Pilihan tidak melibatkan parpol dalam mekanisme pembagian uang menjadi sangat tepat untuk menghindari parpol dari jerat korupsi baru. Yang tentu tidak kalah penting adalah aspek legalitas. Upaya pemerintah membuat aturan mengenai dana saksi oleh menjadi sangat urgent mengingat belum ada payung hukum yang spesifik mengatur itu.
Undang-undang Nomor 2 tahun 2011 Pasal 34 hanya menjelaskan bahwa negara secara proporsional memberikan bantuan kepada parpol yang mendapatkan kursi di DPR, DPRD Provinsi dan DPRD kabupaten/kota, yang penghitungannya berdasarkan jumlah perolehan suara. Itupun sesungguhnya ditujukan untuk melaksanakan pendidikan politik bagi anggota parpol dan masyarakat, meskipun pada praktiknya bisa saja berbeda. Payung hukum yang mengamankan kebijakan bantuan dana saksi parpol tentu harus tepat dan kokoh, karena jika lemah dan mengandung multitafsir rentan digugat pengajuan kembali (judicial review).

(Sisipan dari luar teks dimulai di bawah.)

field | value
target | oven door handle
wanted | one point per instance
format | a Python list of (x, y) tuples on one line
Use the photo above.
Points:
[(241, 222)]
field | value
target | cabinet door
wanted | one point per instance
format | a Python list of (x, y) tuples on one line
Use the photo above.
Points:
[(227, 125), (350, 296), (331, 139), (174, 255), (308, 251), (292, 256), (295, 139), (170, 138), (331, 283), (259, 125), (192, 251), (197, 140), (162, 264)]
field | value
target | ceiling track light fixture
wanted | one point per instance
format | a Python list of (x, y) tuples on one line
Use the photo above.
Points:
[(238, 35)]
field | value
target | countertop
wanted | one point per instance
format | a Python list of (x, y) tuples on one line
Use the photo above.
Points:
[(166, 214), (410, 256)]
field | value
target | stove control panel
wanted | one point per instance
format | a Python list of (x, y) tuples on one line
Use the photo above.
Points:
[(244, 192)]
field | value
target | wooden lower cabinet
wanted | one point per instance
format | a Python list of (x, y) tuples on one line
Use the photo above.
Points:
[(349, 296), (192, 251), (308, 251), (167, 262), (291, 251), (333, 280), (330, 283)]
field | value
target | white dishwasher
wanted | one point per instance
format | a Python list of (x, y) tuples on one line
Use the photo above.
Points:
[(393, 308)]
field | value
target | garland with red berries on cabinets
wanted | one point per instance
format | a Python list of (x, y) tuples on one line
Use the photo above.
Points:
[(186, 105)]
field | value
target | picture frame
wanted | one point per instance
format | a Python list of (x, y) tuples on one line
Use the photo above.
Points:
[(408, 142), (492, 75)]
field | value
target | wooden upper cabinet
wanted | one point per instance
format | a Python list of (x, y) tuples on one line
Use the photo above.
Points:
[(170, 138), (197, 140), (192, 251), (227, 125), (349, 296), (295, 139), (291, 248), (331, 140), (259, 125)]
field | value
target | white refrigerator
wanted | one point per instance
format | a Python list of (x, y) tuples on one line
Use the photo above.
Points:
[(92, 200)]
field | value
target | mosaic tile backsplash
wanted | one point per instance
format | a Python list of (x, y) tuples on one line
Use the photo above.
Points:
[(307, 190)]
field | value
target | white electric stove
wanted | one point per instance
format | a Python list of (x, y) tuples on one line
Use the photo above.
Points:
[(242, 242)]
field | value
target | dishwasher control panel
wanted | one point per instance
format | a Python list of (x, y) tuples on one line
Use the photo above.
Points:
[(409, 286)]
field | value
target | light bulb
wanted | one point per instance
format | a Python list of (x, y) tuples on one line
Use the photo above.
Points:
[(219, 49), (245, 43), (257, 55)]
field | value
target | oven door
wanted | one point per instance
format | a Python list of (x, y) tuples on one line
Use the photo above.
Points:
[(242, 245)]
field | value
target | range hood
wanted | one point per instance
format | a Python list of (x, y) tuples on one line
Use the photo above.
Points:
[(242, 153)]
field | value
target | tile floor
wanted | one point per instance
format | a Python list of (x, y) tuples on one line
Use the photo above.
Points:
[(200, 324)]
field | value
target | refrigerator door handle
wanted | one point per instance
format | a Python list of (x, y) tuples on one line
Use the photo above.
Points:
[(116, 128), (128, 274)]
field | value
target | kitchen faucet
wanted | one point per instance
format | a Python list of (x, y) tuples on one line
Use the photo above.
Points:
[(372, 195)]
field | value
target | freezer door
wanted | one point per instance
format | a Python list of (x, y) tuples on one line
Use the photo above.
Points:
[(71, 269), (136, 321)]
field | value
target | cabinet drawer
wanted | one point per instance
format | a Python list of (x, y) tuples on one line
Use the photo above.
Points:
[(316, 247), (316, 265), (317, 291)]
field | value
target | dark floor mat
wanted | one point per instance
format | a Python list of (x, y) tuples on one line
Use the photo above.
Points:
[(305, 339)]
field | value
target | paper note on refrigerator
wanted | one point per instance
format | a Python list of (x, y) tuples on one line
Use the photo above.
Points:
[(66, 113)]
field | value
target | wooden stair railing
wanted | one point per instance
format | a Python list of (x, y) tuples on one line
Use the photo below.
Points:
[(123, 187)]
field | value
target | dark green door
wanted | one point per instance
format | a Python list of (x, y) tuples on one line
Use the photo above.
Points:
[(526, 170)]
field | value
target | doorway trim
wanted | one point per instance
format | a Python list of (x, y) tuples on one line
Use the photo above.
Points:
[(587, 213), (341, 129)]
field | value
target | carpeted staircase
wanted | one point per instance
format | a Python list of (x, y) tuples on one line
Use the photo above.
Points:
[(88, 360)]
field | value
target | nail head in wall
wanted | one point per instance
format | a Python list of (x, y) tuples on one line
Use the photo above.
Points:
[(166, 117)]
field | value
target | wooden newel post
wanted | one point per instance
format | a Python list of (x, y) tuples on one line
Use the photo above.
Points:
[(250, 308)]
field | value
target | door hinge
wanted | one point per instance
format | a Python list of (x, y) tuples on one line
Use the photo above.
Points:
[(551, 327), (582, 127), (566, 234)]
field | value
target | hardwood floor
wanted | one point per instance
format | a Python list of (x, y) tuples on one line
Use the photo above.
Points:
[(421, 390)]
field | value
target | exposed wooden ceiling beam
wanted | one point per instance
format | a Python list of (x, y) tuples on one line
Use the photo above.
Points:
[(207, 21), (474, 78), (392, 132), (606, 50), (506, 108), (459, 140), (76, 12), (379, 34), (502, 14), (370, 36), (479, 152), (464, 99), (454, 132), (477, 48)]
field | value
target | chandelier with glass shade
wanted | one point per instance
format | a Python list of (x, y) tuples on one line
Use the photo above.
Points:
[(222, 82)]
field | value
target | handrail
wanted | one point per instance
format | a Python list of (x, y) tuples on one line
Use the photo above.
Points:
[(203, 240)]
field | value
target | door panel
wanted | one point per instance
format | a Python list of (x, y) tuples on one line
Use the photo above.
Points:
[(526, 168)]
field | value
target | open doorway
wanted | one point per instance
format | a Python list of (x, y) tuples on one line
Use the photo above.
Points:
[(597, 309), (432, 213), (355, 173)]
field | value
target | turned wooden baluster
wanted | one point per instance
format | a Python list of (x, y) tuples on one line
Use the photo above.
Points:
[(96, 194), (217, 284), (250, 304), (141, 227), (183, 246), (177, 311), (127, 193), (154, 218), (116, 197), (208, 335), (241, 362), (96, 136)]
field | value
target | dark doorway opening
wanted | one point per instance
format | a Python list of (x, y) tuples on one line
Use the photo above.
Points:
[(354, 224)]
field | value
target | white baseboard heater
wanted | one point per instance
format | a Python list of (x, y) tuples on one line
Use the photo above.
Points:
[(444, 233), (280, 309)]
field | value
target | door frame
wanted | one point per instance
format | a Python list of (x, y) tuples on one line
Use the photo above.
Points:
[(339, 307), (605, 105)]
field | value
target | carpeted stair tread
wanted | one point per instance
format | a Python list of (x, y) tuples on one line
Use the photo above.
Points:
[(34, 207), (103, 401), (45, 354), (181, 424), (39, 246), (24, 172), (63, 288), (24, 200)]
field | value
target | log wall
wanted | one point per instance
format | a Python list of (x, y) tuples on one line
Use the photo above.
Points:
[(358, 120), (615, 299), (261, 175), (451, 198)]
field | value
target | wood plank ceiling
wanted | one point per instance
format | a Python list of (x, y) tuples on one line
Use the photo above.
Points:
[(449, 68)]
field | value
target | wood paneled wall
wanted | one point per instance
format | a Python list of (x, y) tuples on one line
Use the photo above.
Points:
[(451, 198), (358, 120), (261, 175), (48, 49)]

Jika terealisir, uang yang digelontorkan negara dapat dihitung. Setiap saksi mendapat honor Rp100.000 dikalikan 12 parpol dan dikalikan 545.778 TPS (baik di dalam maupun di luar negeri), sehingga totalnya Rp654.933.600.000,00 atau dibulatkan ke atas menjadi Rp700 miliar. Jika dihitung, setiap parpol mendapat Rp54,5 miliar. Sebuah jumlah yang sangat fantastis di tengah derita masyarakat yang memerlukan bantuan akibat erupsi, banjir dan tanah longsor. Semoga pembagian dana saksi parpol tidak menimbulkan permasalahan baru dan para saksi parpol yang dibayar kelak bekerja untuk pemilu yang demokratis dan transparan.